Get a starter plant from a friend and let it take root in the window. Find an exotic one at a discount store.

It’s fun to get the fading plants and try to keep them alive.

Fabric gifts can be treasures too. Whether it's cross stitch, lap robe, a scarf, or stuffed animals, these gifts can be a delightful way to keep your hands busy.

Making potholders is also a fun project that never goes out of style.

If you’re not the crafty type, it's best to start with something small and manageable.

I remember mom wanted to get her crochet needles out.

She went shopping and found a pattern book for an open-front sweater. It was cute as could be, and the yarn was super soft.

After a week or so of working on the front panel, she grew bored with the whole thing. The rest stayed in a box on her closet floor.

I talked her into letting me donate it to a senior center.

Mama did best when it was something she could work on and take a break from. Having a unique table gave her that freedom.

Over the years, she did a lot of ceramics. My kids grew up cleaning the greenware and painting.

Eventually, mom saved and got her kiln. It was something we all enjoyed, especially during the holidays.

Looking for new projects

Some of her items were purchased at garage sales. She would clean it up or change the color; it was almost as good as new.

Search the online marketplaces and find a craft project that someone has discarded. That’s how mom got over a dozen unpainted blocks of wood.

She stenciled cute sayings on there and gifted them to friends and family.

Wooden and plastic craft art projects are easy to find. Her box of paints and brushes came out anytime she wanted to get busy.

Birdhouses were her thing, and we all had one. Refrigerator magnets were also fun.
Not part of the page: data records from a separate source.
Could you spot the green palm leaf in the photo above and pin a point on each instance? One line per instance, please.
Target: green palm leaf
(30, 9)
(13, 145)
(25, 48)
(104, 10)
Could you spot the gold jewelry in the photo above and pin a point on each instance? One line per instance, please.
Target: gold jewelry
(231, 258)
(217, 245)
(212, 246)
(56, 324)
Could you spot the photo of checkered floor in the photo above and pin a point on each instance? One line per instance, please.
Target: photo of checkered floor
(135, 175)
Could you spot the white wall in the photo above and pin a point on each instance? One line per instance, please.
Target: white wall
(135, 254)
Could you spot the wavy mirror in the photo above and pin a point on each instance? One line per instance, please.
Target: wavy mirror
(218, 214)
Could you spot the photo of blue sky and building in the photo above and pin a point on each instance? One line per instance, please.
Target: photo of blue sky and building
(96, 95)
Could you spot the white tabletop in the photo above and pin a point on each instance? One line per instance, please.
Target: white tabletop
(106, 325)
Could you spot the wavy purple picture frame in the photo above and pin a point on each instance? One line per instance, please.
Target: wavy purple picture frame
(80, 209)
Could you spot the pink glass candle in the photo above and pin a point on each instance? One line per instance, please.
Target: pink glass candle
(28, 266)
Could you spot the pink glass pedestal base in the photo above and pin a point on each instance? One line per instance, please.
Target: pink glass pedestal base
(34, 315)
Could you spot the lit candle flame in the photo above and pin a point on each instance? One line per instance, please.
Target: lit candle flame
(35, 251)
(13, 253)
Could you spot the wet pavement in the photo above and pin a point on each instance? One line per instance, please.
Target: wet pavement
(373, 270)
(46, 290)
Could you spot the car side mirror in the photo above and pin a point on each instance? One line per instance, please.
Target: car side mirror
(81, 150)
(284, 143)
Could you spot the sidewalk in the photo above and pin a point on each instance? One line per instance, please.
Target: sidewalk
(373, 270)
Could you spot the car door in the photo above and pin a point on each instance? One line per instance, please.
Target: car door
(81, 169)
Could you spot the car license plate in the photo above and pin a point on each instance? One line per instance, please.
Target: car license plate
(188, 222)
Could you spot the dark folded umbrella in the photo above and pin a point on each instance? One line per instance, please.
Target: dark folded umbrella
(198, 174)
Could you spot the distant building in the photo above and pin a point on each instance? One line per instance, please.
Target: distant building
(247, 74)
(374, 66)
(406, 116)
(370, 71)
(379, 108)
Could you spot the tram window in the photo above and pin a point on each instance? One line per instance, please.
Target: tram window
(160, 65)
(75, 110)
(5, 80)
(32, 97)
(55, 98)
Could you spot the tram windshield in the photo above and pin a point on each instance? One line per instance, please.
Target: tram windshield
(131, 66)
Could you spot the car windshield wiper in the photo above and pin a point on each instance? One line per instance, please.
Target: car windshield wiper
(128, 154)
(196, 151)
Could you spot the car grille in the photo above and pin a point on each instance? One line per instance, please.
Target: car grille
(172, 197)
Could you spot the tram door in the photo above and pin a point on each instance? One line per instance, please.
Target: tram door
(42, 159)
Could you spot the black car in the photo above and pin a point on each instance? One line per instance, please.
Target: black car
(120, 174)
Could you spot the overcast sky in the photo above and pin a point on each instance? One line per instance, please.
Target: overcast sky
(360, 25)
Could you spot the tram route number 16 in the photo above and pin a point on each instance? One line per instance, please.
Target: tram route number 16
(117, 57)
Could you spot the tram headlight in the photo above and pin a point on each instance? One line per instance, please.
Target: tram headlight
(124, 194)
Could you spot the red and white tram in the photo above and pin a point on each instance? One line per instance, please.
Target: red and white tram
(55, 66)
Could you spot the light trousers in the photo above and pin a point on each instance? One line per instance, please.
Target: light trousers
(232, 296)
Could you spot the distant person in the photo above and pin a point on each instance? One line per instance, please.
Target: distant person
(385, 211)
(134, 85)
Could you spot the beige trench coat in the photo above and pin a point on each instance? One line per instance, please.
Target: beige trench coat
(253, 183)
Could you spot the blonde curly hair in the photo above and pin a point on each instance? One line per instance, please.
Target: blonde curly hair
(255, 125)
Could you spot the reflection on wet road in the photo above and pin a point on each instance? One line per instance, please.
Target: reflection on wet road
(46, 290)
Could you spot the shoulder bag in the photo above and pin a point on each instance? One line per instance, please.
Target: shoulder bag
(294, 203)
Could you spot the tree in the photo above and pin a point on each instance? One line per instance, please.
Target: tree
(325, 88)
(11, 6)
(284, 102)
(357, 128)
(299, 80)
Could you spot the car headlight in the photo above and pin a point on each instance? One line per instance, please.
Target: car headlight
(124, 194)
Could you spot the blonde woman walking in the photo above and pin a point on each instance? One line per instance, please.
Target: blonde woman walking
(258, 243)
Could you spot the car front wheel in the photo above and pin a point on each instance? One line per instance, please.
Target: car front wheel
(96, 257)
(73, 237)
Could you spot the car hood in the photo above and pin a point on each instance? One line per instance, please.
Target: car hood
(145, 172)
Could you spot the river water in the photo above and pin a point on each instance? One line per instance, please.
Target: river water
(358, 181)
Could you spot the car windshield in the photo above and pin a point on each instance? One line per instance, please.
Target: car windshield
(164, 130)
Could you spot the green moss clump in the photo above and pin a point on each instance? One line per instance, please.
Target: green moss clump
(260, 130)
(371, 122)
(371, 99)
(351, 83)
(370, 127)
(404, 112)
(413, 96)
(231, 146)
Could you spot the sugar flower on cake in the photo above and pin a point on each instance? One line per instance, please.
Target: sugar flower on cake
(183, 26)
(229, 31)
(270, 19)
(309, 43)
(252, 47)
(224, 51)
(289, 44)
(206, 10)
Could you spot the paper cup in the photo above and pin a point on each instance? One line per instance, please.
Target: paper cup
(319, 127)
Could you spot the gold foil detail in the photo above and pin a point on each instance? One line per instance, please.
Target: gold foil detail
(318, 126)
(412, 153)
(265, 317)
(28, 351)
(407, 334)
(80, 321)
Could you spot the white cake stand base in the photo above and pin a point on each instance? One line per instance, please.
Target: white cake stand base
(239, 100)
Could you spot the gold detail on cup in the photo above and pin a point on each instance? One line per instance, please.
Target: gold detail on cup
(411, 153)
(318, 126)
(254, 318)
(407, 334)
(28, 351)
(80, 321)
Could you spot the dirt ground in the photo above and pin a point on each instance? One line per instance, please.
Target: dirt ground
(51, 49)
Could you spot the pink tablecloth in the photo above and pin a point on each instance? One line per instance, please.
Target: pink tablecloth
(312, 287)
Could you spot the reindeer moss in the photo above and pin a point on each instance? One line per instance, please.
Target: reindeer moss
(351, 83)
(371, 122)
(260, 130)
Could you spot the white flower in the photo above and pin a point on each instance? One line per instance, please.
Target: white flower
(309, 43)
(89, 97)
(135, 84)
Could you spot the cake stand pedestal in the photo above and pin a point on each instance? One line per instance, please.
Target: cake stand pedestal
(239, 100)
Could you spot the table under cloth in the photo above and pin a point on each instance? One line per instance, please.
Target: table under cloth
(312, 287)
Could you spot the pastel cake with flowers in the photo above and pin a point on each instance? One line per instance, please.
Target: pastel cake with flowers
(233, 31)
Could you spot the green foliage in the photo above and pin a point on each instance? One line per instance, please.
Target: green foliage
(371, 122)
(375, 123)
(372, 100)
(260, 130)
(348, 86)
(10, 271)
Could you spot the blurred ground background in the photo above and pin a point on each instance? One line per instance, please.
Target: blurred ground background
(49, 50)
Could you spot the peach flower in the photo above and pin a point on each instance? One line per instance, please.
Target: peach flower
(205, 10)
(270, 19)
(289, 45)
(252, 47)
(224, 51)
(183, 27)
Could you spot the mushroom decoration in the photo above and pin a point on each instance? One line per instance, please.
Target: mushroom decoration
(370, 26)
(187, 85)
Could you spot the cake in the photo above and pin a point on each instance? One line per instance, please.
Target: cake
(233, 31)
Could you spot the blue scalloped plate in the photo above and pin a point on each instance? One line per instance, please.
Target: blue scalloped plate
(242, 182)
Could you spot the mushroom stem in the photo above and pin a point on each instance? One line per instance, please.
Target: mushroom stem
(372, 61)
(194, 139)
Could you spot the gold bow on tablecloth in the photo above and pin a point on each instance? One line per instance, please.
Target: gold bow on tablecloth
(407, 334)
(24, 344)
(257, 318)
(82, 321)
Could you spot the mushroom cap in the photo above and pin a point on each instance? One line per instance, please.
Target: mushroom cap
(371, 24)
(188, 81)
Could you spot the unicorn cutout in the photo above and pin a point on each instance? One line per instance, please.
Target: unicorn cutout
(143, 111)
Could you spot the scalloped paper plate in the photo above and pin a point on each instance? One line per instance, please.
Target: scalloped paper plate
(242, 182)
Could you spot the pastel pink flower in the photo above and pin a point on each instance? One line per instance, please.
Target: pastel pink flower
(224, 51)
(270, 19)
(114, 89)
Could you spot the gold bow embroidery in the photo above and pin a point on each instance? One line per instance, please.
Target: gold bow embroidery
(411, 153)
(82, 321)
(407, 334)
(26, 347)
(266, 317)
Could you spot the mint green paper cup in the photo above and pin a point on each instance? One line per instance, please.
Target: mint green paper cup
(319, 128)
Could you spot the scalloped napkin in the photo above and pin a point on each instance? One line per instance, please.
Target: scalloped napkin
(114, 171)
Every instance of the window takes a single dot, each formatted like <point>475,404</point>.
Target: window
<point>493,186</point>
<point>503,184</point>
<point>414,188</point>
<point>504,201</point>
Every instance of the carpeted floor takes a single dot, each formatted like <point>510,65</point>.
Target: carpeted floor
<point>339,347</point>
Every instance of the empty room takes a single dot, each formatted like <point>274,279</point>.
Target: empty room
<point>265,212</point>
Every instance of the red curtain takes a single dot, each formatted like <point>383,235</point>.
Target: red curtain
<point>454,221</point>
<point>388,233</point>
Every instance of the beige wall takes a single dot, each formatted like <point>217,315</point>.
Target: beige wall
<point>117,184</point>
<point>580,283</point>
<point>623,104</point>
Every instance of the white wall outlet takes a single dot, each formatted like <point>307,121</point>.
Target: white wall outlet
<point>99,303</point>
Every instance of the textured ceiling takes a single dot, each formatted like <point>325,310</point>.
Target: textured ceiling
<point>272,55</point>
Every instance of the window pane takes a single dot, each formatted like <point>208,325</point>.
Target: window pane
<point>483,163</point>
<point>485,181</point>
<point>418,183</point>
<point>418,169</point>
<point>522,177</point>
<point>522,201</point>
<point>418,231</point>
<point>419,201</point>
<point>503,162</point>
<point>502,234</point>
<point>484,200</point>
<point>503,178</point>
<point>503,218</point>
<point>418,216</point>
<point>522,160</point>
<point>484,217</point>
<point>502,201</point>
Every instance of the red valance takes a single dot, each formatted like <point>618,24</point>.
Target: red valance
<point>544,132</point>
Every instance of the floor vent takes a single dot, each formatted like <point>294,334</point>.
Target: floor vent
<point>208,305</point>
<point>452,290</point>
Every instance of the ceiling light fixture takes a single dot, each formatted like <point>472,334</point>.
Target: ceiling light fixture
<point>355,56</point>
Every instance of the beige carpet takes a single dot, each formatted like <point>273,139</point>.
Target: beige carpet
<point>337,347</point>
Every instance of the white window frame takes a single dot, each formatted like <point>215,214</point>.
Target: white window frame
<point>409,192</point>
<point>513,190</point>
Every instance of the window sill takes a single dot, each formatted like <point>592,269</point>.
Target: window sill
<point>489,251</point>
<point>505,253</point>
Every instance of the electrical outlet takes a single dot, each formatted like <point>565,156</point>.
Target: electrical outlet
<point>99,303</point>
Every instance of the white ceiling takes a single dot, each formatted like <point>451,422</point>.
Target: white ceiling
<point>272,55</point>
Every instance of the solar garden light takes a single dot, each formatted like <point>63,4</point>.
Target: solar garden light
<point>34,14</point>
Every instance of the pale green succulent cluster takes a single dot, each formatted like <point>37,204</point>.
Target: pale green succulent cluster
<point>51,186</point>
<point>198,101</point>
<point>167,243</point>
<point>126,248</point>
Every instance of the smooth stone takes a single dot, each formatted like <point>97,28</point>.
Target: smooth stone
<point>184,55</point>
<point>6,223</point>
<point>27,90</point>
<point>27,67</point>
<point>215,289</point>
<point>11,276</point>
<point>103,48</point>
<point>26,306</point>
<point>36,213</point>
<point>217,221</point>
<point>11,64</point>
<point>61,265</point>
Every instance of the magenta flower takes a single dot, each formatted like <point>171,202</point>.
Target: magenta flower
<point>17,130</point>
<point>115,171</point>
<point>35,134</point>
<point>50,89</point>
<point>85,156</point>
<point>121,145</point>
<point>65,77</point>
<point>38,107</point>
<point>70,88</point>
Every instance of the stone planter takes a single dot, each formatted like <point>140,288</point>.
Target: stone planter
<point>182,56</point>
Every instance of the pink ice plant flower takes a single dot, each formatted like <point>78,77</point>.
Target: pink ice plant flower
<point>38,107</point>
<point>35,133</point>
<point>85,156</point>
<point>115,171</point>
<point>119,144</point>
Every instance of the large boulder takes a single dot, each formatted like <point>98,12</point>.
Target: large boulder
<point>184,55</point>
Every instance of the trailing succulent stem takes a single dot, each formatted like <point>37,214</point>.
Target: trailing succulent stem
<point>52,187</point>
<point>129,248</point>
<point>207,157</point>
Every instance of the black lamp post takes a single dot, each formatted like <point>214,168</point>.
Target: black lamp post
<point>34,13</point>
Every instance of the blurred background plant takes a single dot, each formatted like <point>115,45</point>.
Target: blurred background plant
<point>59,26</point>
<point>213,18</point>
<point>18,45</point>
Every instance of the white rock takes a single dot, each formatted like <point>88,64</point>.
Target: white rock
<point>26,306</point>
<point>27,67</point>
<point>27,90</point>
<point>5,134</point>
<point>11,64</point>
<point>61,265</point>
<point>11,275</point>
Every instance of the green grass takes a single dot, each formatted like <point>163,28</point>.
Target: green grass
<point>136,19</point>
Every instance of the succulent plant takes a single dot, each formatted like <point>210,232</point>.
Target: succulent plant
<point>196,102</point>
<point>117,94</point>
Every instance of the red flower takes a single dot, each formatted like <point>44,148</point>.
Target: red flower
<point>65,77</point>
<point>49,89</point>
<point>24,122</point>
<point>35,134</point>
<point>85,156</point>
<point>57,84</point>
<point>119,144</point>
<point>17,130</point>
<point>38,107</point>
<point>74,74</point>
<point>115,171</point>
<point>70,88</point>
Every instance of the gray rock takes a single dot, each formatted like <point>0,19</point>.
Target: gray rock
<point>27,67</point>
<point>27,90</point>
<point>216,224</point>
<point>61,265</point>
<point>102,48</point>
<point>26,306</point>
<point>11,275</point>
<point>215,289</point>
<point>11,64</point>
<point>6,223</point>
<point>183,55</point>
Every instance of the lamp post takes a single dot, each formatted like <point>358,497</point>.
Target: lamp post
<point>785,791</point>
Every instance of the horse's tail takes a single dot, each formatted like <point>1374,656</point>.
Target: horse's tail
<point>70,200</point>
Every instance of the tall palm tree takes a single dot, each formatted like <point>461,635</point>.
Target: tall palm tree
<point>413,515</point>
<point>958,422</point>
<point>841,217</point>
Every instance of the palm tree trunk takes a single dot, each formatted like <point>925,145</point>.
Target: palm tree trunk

Can you think of a cool one that you can make?

It can be a treasured gift if you partake in hobbies to keep you happy with COPD. My granddaughter still has the rice sock that mom made years ago.

It can be microwaved or put in the fridge for hot or cold therapy. One thing I know is that it was made with love by my mom when she was determined to keep herself busy and feeling good while struggling with COPD.